A Democratic assemblyman of Westchester, Richard Brodsky, said Mr. Spitzer was abandoning his progressive principles by embracing gambling.
“It’s the triumph of the economics of Karl Rove and George Bush in the politics of New York, and it’s not good for the state,” he said.
Spitzer administration officials argue that the administration is trying to raise revenue from what it sees as just another form of entertainment.
“There’s a difference between playing the lottery, or going to the racetrack, or going to a VLT facility as form of entertainment, and inappropriate gambling. Likewise, there’s a difference between going to a bar with your friends and problem drinking,” Mr. Spitzer’s director of operations, Paul Francis, said.
Mr. Francis said the state takes “very seriously the problems of compulsive gambling” and that it would expand programs to help addicted gamblers “if we get any indication that the problem is getting worse.”
In other states, Democratic governors have made similar calculations about the benefit and costs of gambling.
For the governors, gambling is a big piece of the budget solution, but not the only one. Mr. Patrick, like Mr. Spitzer, is also seeking to raise revenue through a tightening of the tax code and close so-called corporate tax loopholes.
In Maryland, Mr. O’Malley says the slot machines would generate more than $500 million and rake in gambling cash that residents were spending in neighboring states. Lawmakers, who have historically resisted the idea, have agreed to allow voters to make the call on whether to allow the machines and put the issue on a ballot in a referendum in November.
Mr. O’Malley has already pushed through Annapolis a $1.3 billion tax package that raised the rates of sales, cigarette, and corporate income taxes, while shifting more of the income tax burden to wealthy residents.
As in New York, the state is turning to gambling revenue to pay for new initiatives. The governor says the machines would pay for increases in health care and transportation spending.
Messrs. Spitzer, Patrick, and O’Malley were all elected in 2006.

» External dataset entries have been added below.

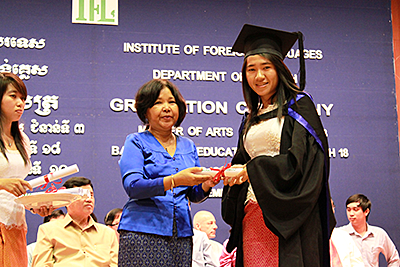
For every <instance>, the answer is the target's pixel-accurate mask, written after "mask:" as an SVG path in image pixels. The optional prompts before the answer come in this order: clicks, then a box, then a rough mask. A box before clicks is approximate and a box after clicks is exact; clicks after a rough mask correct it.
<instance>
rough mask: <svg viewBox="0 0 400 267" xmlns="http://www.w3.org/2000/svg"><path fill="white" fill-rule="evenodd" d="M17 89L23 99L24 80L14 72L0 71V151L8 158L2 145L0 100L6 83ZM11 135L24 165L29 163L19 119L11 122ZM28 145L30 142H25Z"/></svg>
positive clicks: (6, 88) (0, 99)
mask: <svg viewBox="0 0 400 267" xmlns="http://www.w3.org/2000/svg"><path fill="white" fill-rule="evenodd" d="M9 84H11V85H12V86H14V87H15V89H17V91H18V93H20V94H21V95H22V97H23V98H24V99H26V97H27V96H28V92H27V90H26V87H25V84H24V82H23V81H22V80H21V79H20V78H19V77H18V76H17V75H15V74H13V73H10V72H1V73H0V151H1V153H3V155H4V157H5V158H6V159H7V160H8V158H7V155H6V149H5V145H4V140H3V137H2V135H1V134H2V133H3V132H4V129H3V120H4V119H3V114H1V102H2V101H1V100H2V99H3V96H4V93H5V92H6V91H7V87H8V85H9ZM11 136H12V137H13V138H14V142H15V146H16V147H17V149H18V151H19V153H20V154H21V156H22V159H23V160H24V163H25V165H27V164H28V163H29V156H28V153H27V152H26V150H25V146H24V143H23V142H24V140H23V139H22V135H21V131H20V130H19V121H14V122H12V124H11ZM26 145H30V144H26Z"/></svg>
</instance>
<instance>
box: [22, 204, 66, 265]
mask: <svg viewBox="0 0 400 267" xmlns="http://www.w3.org/2000/svg"><path fill="white" fill-rule="evenodd" d="M64 217H65V214H64V212H63V211H62V210H53V212H52V213H51V214H50V215H47V216H46V217H44V219H43V223H47V222H51V221H54V220H59V219H63V218H64ZM35 246H36V242H33V243H30V244H29V245H27V246H26V250H27V252H28V267H31V266H32V259H33V250H34V249H35Z"/></svg>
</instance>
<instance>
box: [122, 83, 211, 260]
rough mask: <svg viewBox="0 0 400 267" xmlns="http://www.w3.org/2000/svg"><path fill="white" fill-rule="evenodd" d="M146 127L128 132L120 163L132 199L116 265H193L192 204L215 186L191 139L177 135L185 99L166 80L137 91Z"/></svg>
mask: <svg viewBox="0 0 400 267" xmlns="http://www.w3.org/2000/svg"><path fill="white" fill-rule="evenodd" d="M135 100H136V104H135V107H136V110H137V114H138V116H139V118H140V120H141V121H142V122H143V123H144V124H145V125H146V131H144V132H142V133H133V134H130V135H128V137H127V138H126V141H125V146H124V152H123V154H122V156H121V160H120V162H119V165H120V169H121V175H122V182H123V186H124V188H125V191H126V193H127V194H128V196H129V201H128V202H127V203H126V205H125V207H124V209H123V212H122V216H121V220H120V224H119V228H118V231H119V233H120V244H119V246H120V247H119V258H118V266H166V265H168V266H191V262H192V235H193V230H192V229H193V227H192V222H191V217H190V208H189V201H190V202H201V201H203V200H205V199H206V198H207V196H208V194H209V193H210V189H211V187H213V186H214V185H215V184H214V183H213V181H212V177H211V176H209V175H204V174H201V173H199V172H200V171H201V168H200V163H199V158H198V156H197V151H196V147H195V145H194V143H193V141H191V140H189V139H187V138H185V137H181V136H178V135H175V134H174V133H173V132H172V127H173V126H179V125H180V124H181V122H182V121H183V119H184V117H185V114H186V103H185V100H184V99H183V97H182V95H181V94H180V93H179V91H178V89H177V88H176V87H175V86H174V85H173V84H172V83H171V82H169V81H167V80H151V81H149V82H147V83H146V84H144V85H143V86H142V87H141V88H140V89H139V91H138V93H137V94H136V99H135Z"/></svg>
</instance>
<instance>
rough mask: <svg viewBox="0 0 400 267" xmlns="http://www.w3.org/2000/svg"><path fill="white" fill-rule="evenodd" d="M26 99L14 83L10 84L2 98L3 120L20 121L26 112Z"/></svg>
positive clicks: (10, 120)
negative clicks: (23, 113)
mask: <svg viewBox="0 0 400 267" xmlns="http://www.w3.org/2000/svg"><path fill="white" fill-rule="evenodd" d="M25 100H26V99H25V98H24V97H23V96H22V94H21V93H19V92H18V90H17V89H16V88H15V87H14V86H13V85H12V84H9V85H8V86H7V90H6V91H5V93H4V95H3V98H2V100H1V115H2V118H3V120H4V121H5V122H14V121H18V120H19V119H20V118H21V116H22V114H23V113H24V108H25Z"/></svg>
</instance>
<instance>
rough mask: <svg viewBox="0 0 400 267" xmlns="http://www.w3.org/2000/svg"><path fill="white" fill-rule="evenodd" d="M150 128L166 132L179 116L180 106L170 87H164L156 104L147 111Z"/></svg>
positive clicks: (158, 98) (176, 119) (168, 129)
mask: <svg viewBox="0 0 400 267" xmlns="http://www.w3.org/2000/svg"><path fill="white" fill-rule="evenodd" d="M146 118H147V120H148V121H149V126H150V127H149V130H150V131H157V132H164V131H171V130H172V127H173V126H174V125H175V123H176V122H177V120H178V118H179V108H178V105H177V104H176V100H175V98H174V96H173V95H172V93H171V91H170V90H169V89H168V88H166V87H165V88H163V89H162V90H161V91H160V95H159V96H158V98H157V100H156V101H155V102H154V105H153V106H152V107H151V108H149V109H148V110H147V112H146Z"/></svg>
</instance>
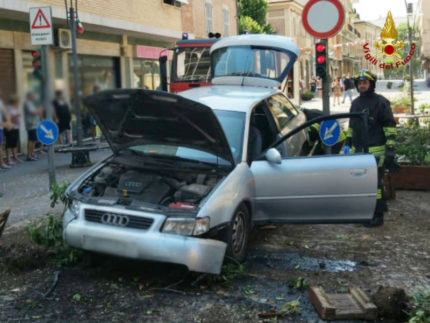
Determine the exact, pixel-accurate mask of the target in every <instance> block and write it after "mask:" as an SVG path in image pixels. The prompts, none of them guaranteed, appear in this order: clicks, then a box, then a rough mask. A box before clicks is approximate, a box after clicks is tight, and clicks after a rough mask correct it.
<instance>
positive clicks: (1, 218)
mask: <svg viewBox="0 0 430 323" xmlns="http://www.w3.org/2000/svg"><path fill="white" fill-rule="evenodd" d="M9 213H10V209H7V210H6V211H4V212H3V213H0V237H1V235H2V233H3V230H4V228H5V226H6V222H7V218H8V217H9Z"/></svg>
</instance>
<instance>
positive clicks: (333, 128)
mask: <svg viewBox="0 0 430 323" xmlns="http://www.w3.org/2000/svg"><path fill="white" fill-rule="evenodd" d="M339 137H340V124H339V122H337V120H335V119H332V120H325V121H323V122H321V126H320V138H321V141H322V143H323V144H324V145H326V146H333V145H334V144H335V143H337V141H338V140H339Z"/></svg>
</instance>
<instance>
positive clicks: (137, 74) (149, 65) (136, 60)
mask: <svg viewBox="0 0 430 323" xmlns="http://www.w3.org/2000/svg"><path fill="white" fill-rule="evenodd" d="M133 72H134V75H133V85H134V86H133V87H135V88H144V89H149V90H158V89H159V87H160V65H159V63H158V61H156V60H151V59H134V60H133Z"/></svg>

In Kentucky, which faces its own budget crunch, Mr. Beshear, who was elected in 2007, also makes the case that the state is losing gambling revenue to other states.
“Do we want Kentucky money continuing to benefit the people of other states, or do we want to bring it home to improve the quality of life of our own people?” he said, the Associated Press reported. He said the casinos could add $500 million to state coffers.
“If you look at the gambling expansion over the last 10 years, the vast majority of the decisions have been driven by the states’ need for more revenue,” the executive director of the National Council on Problem Gambling, Keith Whyte, said. “It’s seen as politically expedient. It’s not seen as a new tax.”